En realidad, el puntaje es un poco mentiroso. Esta es la historia de un tipo con mala suerte: un hombre de acción (criminal) que tiene un encargo fácil. Tomar el tren bala Tokio-Kyoto, hacerse de un maletín lleno de plata y bajarse. Pero resulta que el maletín es buscado por mucha gente, el tren está lleno de asesinos, y encima hay un plan de venganza en marcha que nuestro (pobre) hombre no entiende por qué le toca. Todo esto en realidad es una excusa para que David Leitch, más un coreógrafo que un cineasta (¿Y qué tiene de malo, acaso Busby Berkeley no era igual?) genere un sin fin de escenas de acción originales, peleas sangrientas que en general mueven a la risa y que transforman el conjunto en algo diferente de una película “negra”: señores, estamos ante un cartoon hecho y derecho donde, a diferencia de los Looney Tunes, la gente se muere (aunque hay un cadáver que dura toda la película, o algo así). Es decir: la historia de la película no tiene demasiadas aristas y el hecho de que sea todo entre malos y peores nos permite la voluntaria suspensión de la moralidad y la credulidad para disfrutar de un espectáculo totalmente catártico y vertiginoso, cómico en general (lo de Pitt es brillante, pero hay otros personajes que están a la altura e incluso por encima). Se trata de eso, ni más ni menos: el cine considerado arte abstracto, forma pura, juego. Puede gustar o no, pero es una posibilidad noble también para el arte.
Este es un cuento de hadas con elementos de ciencia ficción: un niño debe rescatar a su pequeña hermana de un villano horrible que habita en la Luna, acompañado por el amo de los sueños y un escarabajo. El diseño es muy bello, muy “europeo” en su complejidad y color, y la película funciona con algunas secuencias que tienen enorme creatividad incluso si el cuento en sí -como todo cuento de hadas, para qué negarlocorre por carriles previsibles.
Una señora viuda que nunca sintió verdadero placer erótico decide contratar a un prostituto para darse la posibilidad del disfrute. Por cierto, hay sexo aunque, pensándolo bien -y dados los resultados- es una película carente de erotismo. Es una curiosidad esto, pero no algo que no esté perfectamente planeado. Se trata de un film de cámara que funciona, como una obra teatral, en un espacio perfectamente acotado y con solo dos protagonistas.
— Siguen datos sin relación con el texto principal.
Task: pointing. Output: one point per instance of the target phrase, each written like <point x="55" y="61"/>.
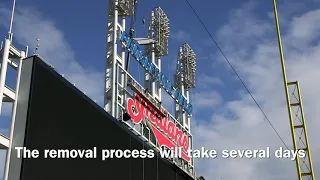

Pero es cine en la medida en que funciona el fuera de campo, la interrupción del montaje y la investigación de la cámara más allá del diálogo. El lector ya sabe que lo que se establecerá aquí es una relación de simpatía mutua en la que ambas partes van a descubrir que el mundo es más grande que sus prejuicios, y que el sexo es nada más que vehículo y excusa para que se establezca una conexión humana. Los dos actores hacen que creamos en sus personajes con un virtuosismo invisible.